# 💪 Part 3: Building and Training Your Model

In [None]:
# Import relevant libraries
import torch 
import torchvision
from torch import nn 
from torchvision import transforms
from torch.utils import data
import random
import matplotlib.pyplot as plt
import time
from IPython import display
import numpy as np
from helper import helper

random.seed(2021) # We set a seed to ensure our samples will be the same every time we run the code.

## ⚗️ The Data Science Pipleine 
*This section will be repeated in both Part 2 and Part 3*

> What on earth is data science?! -- George Washington (probably not)

Seriously though, nowadays, in such a data-rich world, data science has become the new buzzword, the new cool kid in the block. But what exactly is it? Unfortunately, no one can really pin down a [rigourous definition](https://hdsr.mitpress.mit.edu/pub/jhy4g6eg/release/7) of data science. At the high level:

> Data science is the systematic extraction of novel information from data.

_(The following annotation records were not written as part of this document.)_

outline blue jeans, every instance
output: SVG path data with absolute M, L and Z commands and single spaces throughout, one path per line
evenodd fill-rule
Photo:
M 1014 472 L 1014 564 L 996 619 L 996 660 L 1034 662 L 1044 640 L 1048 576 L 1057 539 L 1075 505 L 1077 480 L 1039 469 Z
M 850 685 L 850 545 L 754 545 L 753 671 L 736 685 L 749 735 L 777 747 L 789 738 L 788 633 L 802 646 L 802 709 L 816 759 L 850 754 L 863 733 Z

Good enough! With this definition, most practitioners can somewhat agree on a pipeline or flow. Here are the steps:
1. Identify your problem (What are you trying to do?)
2. Obtain your data (What resource do we have to work with?)
3. Explore your data (What does our data actually look like?)
4. Prepare your data (How do we clean/wrangle our data to make it ingestible?)
5. Model your data (How do we automate the process of drawing out insights?)
6. Evaluate your model (How good are our predictions?)
7. Deploy your model (How can the wider-user base access these insights?)

The 7th step is out-of-scope for this workshop, but we well be exploring the other steps to varying degrees:
* Steps 1-4 will be explored in Part 2.
* Steps 5-6 will be explored in Part 3 and 4.


## 🧢 Recap
Let's review what we have done so far:

|Pipeline | Our Problem |
|---| --- |
|1. Identify Your Problem | Classify images of items of clothing |
|2. Obtain Your Data | 70,000 labelled images (10 different types) of clothes |
|3. Explore Your Data | Class distribution perfectly equal across classes |
|4. Prepare Your Data | Split 70,000 into 60,000 train and 10,000 test set |

Note that we didn't have to do too much cleaning because the data we have is close to *perfect* in many regards. For further details about intricacies of this process, this excellent [textbook](https://www.oreilly.com/library/view/hands-on-machine-learning/9781492032632/) provides all the nitty gritty detail. 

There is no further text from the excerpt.